The structure of the above example can be broken down as follows:

  • All the shortcodes are wrapped with the main shortcodes (plural) tag.
  • The shortcode (singular) tag wraps all the tags belonging to one, single shortcode.
  • The tag tag defines the name of the shortcode, which in this case, is the av_button.
  • Shortcodes can have one or more attributes; hence, we wrap them in the attributes (plural) tag and use the attribute (singular) tag to define the title of each attribute. In this case, we have the label and link attributes.

For shortcodes that include link attributes, you can make internal links automatically point to the translated version of that post by using the type option “link” for the attribute as shown in the previous example.

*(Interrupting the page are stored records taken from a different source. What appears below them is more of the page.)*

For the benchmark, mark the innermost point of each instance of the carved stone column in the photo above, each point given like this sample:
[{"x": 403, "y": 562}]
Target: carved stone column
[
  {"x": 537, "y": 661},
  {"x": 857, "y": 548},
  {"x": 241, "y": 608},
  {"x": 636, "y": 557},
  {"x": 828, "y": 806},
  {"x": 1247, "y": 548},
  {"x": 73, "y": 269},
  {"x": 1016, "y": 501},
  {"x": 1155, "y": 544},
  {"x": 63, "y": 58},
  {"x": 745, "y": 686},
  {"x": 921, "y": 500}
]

Testing the Language Configuration File

To test the updated language configuration file, follow these steps:

  1. Set up an installation with both Enfold and WPML activated. Activate the String Translation and Media Translation add-ons.
  2. You need to override the remote language configuration file with the updated one. To do this, navigate to WPMLSettings page and click the Custom XML Configuration tab. Copy the content of your updated language configuration file to the editor and click Save.
Overriding the remote language configuration file with the updated one
  1. Create a new page, and add the new module(s) to it. If you updated some attributes for existing modules, add these to the page as well. In this example, we will assume that the Button module was newly added to the Avia Layout Builder. Add it to the page and Publish.
Add the new module to the page as part of testing the language configuration file
  1. Click on the plus icon to translate the page. This takes you to the Advanced Translation Editor screen.
  2. Ensure that the module’s text is displayed in the Advanced Translation Editor.
  3. Add your translations, then click Complete to save and apply the translations.
Translating text elements as part of testing the updated language file configuration
  1. Check the translated page on the front-end.
Working translation on the front-end from an updated language configuration file

The translated page shows all the translated strings, implying that the updated language configuration file is working properly. If you are encountering any issues, please contact our compatibility development team. They will be happy to check issues related to the language configuration file.

Once done with the tests, please submit a merge request to our repository. Our compatibility developers will receive your request and review it.

Known Issues

There are no known compatibility issues between this plugin and WPML.